After his arrest, he stepped down as Banco BTG Pactual SA's chairman and CEO and the stock plunged by almost half. His fortune, which peaked at US$4.9 billion in September 2014, ended the year at US$1.8 billion. His lawyers said in December that the billionaire was arrested solely because he's rich. He was released after the country's supreme court ended the imprisonment after three weeks and remains under house arrest.
Esteves is the latest to fall in the biggest corruption investigation in Brazil's history as the government cracks down on graft among the country's economic elite. The probe, along with a political crisis, a currency rout and a recession took its toll, leaving only four of the 11 Brazil-based fortunes on the index with gains in 2015.
Jorge Paulo Lemann, the co-founder of New York-based buyout firm 3G Capital and Brazil's richest person, led the gains with a US$2.2 billion jump. His partners Marcel Telles and Carlos Sicupira increased their fortunes by about US$1.7 billion combined, as 3G joined forces with Warren Buffett to merge Kraft Foods Group with HJ Heinz. The three billionaires are also key shareholders in Anheuser-Busch InBev NV, the beer giant that agreed to buy to acquire SABMiller in a US$110 billion deal.
China's billionaires had the wildest ride in 2015. On Jan 1, there were 23 Chinese billionaires on the index with a combined net worth of US$205 billion. At their May 27 peak there were 31 with a combined US$348 billion. On Dec 28 there were 28 billionaires with US$256 billion.
As markets there surged, China became a veritable billionaire factory, with more than 50 new billionaires minted in the first half of the year. By July, the bubble had burst. Out of the 50 billionaires created in the first half of the year, only 19 remained billionaires in August.
Russia's wealthiest continued to experience their own tumult. The country's richest people lost US$55 billion in 2014 after the West imposed sanctions in the wake of President Vladimir Putin's annexation of eastern Ukraine.
This year, plunging oil prices and the enduring chill of sanctions contributed to the country's first economic contraction in six years. There were 19 Russians on the 400 on Dec 28 who lost US$8 billion during the year. The group was on track to claw back their 2014 losses until June, when the price of oil - Russia's biggest export - began to dive.
Technology was the best-performing industry for billionaires in 2015. The 44 technology billionaires added US$81 billion to their total net worth, led by Mr Bezos's US$31 billion rise.
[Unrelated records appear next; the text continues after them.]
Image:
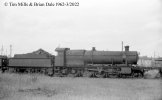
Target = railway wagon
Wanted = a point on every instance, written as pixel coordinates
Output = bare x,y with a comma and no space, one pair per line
97,63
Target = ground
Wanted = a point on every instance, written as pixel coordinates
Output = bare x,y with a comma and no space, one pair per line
40,87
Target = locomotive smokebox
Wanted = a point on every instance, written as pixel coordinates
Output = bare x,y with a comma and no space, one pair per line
126,48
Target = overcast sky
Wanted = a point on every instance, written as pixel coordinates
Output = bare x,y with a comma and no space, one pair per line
94,23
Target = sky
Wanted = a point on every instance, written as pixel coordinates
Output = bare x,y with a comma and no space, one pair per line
94,23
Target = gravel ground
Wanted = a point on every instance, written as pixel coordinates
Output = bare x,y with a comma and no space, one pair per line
40,87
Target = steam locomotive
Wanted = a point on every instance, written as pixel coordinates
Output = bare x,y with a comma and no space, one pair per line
76,63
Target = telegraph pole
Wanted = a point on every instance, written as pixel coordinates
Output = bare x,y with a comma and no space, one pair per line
10,50
122,46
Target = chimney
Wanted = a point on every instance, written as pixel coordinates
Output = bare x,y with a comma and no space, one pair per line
93,49
126,48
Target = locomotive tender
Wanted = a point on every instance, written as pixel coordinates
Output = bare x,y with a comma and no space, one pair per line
86,63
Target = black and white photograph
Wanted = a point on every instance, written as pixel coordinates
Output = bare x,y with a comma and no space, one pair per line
80,49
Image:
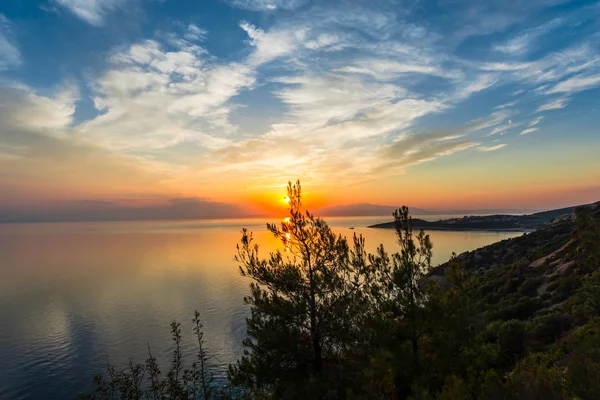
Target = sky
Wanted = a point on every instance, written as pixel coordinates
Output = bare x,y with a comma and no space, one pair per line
207,108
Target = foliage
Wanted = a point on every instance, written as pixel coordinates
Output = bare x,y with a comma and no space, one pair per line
519,319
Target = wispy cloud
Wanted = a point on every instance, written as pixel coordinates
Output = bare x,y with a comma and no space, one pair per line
522,42
267,5
91,11
10,56
529,130
555,104
576,84
535,121
491,148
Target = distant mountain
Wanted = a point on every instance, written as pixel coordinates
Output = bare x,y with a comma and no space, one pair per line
375,210
496,222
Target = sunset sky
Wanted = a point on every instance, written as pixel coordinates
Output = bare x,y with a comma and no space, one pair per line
207,108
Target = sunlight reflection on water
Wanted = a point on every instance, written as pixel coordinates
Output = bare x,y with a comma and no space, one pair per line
73,295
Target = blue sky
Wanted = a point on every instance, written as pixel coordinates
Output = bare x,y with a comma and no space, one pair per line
131,100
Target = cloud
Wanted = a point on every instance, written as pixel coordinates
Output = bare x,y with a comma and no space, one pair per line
521,43
556,104
491,148
22,107
154,98
576,84
535,121
10,56
267,5
45,160
91,11
194,33
529,130
272,45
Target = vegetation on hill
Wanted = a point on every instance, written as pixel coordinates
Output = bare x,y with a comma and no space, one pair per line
519,319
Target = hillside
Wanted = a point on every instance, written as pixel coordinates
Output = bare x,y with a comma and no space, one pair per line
539,298
497,222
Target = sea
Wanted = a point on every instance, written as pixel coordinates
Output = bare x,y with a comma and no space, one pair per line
74,296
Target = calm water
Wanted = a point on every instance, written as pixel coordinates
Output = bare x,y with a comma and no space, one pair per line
76,294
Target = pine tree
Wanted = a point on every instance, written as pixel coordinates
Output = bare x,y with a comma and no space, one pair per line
306,305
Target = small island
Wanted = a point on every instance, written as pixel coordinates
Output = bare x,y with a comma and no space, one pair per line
497,222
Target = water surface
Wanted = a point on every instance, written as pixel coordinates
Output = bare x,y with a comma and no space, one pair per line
73,295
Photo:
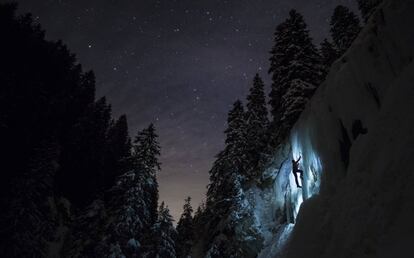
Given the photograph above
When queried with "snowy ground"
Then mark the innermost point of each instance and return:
(357, 133)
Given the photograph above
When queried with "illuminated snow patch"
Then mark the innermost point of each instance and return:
(311, 165)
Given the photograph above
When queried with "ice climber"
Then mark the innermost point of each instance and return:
(295, 170)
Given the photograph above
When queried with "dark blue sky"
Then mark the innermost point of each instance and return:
(179, 64)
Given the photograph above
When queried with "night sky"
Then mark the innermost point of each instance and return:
(180, 64)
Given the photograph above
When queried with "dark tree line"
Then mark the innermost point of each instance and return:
(67, 163)
(297, 68)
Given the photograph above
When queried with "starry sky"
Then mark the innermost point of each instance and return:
(178, 63)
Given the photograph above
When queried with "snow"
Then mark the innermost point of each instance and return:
(361, 204)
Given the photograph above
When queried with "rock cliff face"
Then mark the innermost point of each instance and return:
(355, 140)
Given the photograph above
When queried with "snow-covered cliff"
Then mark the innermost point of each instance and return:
(357, 132)
(355, 140)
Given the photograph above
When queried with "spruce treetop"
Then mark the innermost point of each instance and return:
(147, 149)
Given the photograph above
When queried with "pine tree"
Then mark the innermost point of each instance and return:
(293, 58)
(232, 160)
(185, 231)
(118, 157)
(130, 217)
(345, 27)
(256, 128)
(367, 7)
(235, 150)
(329, 54)
(164, 235)
(146, 152)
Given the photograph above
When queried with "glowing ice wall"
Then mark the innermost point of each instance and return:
(311, 165)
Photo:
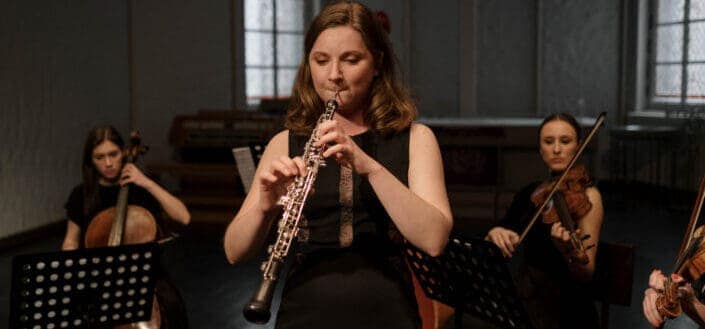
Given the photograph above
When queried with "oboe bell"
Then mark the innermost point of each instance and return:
(258, 309)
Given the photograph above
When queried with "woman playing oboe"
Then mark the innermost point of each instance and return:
(383, 183)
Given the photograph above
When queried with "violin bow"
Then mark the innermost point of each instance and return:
(687, 246)
(598, 122)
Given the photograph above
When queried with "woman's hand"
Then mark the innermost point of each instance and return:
(649, 307)
(132, 174)
(505, 239)
(343, 149)
(656, 287)
(657, 280)
(561, 237)
(275, 179)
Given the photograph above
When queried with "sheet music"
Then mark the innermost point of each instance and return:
(245, 166)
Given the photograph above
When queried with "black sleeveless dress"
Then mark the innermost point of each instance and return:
(553, 300)
(348, 269)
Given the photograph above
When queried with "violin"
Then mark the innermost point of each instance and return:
(125, 224)
(690, 263)
(565, 193)
(570, 201)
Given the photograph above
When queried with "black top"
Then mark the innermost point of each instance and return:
(107, 197)
(349, 270)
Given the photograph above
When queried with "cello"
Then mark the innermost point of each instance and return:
(126, 224)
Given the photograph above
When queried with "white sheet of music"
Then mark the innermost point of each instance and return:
(245, 165)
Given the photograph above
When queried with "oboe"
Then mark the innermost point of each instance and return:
(258, 309)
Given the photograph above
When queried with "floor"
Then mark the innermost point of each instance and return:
(651, 220)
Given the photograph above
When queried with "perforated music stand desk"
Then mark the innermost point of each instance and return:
(472, 276)
(87, 288)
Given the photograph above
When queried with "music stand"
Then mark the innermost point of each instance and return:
(472, 276)
(87, 288)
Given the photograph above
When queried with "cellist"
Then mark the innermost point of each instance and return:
(104, 171)
(551, 282)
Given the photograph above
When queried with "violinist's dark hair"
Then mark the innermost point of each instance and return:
(96, 136)
(567, 118)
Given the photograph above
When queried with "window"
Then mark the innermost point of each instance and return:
(274, 31)
(677, 63)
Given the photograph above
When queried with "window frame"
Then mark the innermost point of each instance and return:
(310, 7)
(669, 108)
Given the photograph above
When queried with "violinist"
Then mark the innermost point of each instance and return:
(104, 171)
(551, 280)
(690, 302)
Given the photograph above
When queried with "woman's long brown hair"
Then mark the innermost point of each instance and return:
(390, 106)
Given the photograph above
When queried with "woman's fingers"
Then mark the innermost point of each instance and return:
(649, 308)
(657, 280)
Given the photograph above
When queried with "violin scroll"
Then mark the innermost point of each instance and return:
(667, 304)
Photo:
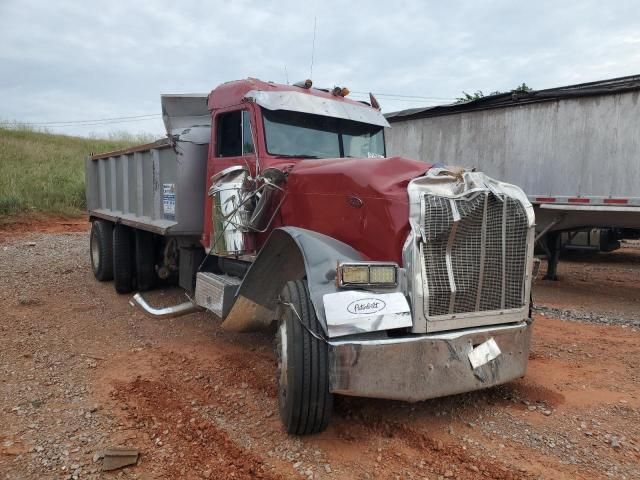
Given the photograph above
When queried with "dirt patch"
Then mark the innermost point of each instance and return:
(17, 226)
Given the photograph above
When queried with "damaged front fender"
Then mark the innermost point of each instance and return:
(290, 253)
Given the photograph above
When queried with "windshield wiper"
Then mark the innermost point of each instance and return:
(295, 155)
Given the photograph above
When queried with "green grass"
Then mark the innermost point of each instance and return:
(44, 173)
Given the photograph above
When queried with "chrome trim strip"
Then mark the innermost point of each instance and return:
(504, 252)
(452, 236)
(483, 247)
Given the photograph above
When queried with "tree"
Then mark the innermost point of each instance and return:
(469, 97)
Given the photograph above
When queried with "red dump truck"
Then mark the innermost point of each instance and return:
(276, 207)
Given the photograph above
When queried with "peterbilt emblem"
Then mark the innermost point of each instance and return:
(366, 306)
(355, 202)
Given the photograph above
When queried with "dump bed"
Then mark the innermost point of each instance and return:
(159, 187)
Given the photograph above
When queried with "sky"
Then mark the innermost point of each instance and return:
(70, 61)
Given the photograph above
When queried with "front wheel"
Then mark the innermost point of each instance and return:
(303, 364)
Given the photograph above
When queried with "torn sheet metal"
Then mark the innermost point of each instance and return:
(305, 103)
(187, 115)
(358, 311)
(484, 353)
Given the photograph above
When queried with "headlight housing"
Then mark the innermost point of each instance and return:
(367, 274)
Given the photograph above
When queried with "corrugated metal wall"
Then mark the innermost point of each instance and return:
(582, 146)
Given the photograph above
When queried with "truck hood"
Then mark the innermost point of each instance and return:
(360, 201)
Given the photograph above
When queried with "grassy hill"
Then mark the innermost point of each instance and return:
(44, 173)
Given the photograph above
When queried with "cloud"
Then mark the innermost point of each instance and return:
(69, 60)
Facebook CEO Mark Zuckerberg became US$12 billion wealthier as the social network embarked on a renewed mobile advertising push and its vast audience grew even bigger. Strong ad sales also boosted the fortunes of Sergey Brin and Larry Page, the co-founders of Google parent, Alphabet Inc. They gained a combined US$20 billion.
The 31 metals, mining and energy billionaires on the index were hit hard as a collapse in prices for oil copper, iron ore and other natural resources shaved US$32 billion from their fortunes. Australia's richest person, Gina Rinehart, lost more than a quarter of her wealth as iron ore plunged by almost half. Rinehart started shipping iron ore from her US$10 billion Roy Hill mine this month, boosting global supply which some analysts say could contribute to a further slide in price. She's the world's 10th-richest woman with almost US$10 billion.
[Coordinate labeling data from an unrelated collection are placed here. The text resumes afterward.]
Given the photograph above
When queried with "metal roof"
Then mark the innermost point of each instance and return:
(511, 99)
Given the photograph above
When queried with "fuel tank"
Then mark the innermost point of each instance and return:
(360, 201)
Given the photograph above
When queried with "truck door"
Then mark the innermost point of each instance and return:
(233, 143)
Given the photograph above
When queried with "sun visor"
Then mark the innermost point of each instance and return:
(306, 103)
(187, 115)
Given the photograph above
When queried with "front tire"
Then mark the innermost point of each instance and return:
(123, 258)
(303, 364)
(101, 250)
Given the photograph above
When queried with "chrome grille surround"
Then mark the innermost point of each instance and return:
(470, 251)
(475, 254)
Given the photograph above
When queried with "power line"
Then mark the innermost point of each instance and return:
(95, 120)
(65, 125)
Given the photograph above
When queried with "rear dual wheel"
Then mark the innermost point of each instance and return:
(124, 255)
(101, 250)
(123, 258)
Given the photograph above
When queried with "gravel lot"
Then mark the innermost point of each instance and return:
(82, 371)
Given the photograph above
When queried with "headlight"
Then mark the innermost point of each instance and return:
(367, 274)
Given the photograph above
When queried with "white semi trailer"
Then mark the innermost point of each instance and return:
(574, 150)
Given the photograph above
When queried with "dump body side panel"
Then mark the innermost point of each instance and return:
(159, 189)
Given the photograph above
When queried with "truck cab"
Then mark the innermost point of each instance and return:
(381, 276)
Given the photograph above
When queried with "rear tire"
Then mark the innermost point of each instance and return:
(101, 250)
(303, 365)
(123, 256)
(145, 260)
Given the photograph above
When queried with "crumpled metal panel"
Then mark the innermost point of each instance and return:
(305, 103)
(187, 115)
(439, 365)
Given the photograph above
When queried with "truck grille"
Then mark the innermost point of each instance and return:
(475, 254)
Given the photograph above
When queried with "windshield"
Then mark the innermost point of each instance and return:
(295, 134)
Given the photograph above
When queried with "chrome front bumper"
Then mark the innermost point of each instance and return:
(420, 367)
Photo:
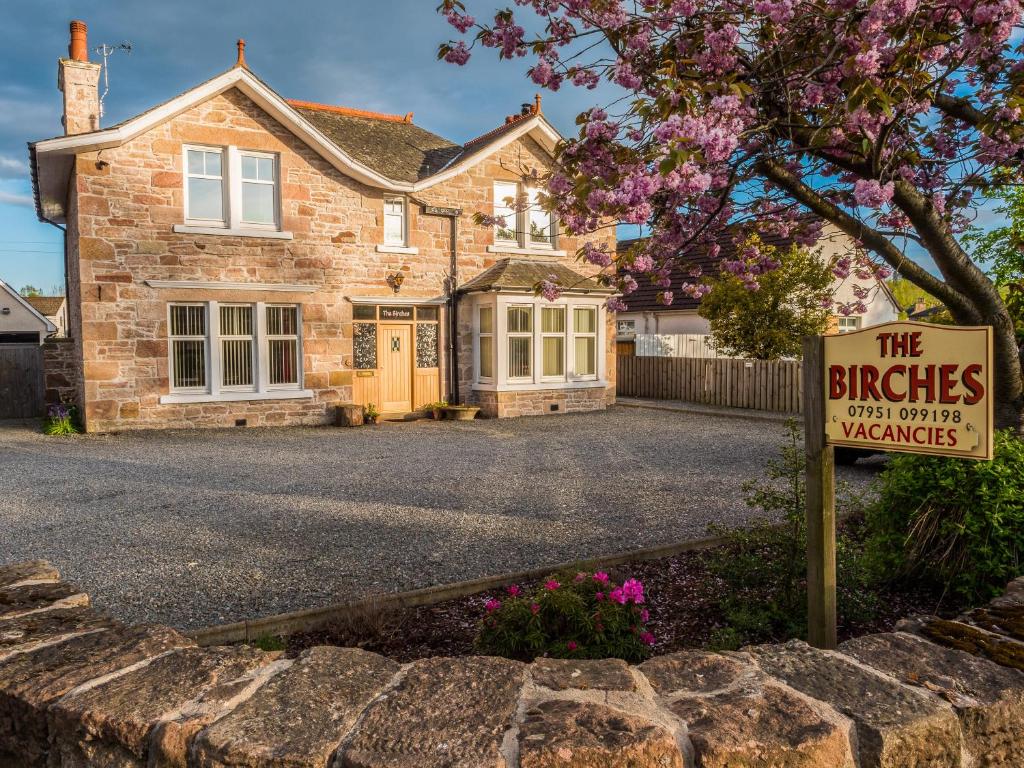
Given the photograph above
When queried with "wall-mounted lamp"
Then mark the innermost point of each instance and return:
(395, 281)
In Nigeria, where tumbling oil prices caused slower growth and the Nigerian Stock Exchange All Share Index dropped 22 per cent, Africa's richest man, Aliko Dangote, suffered his second-straight year of losses. The owner of the continent's biggest cement producer, Mr Dangote now has US$14 billion, about half what he had at his peak in January 2014.
The billionaires cited either declined to comment or didn't respond to calls and e-mails requesting comment.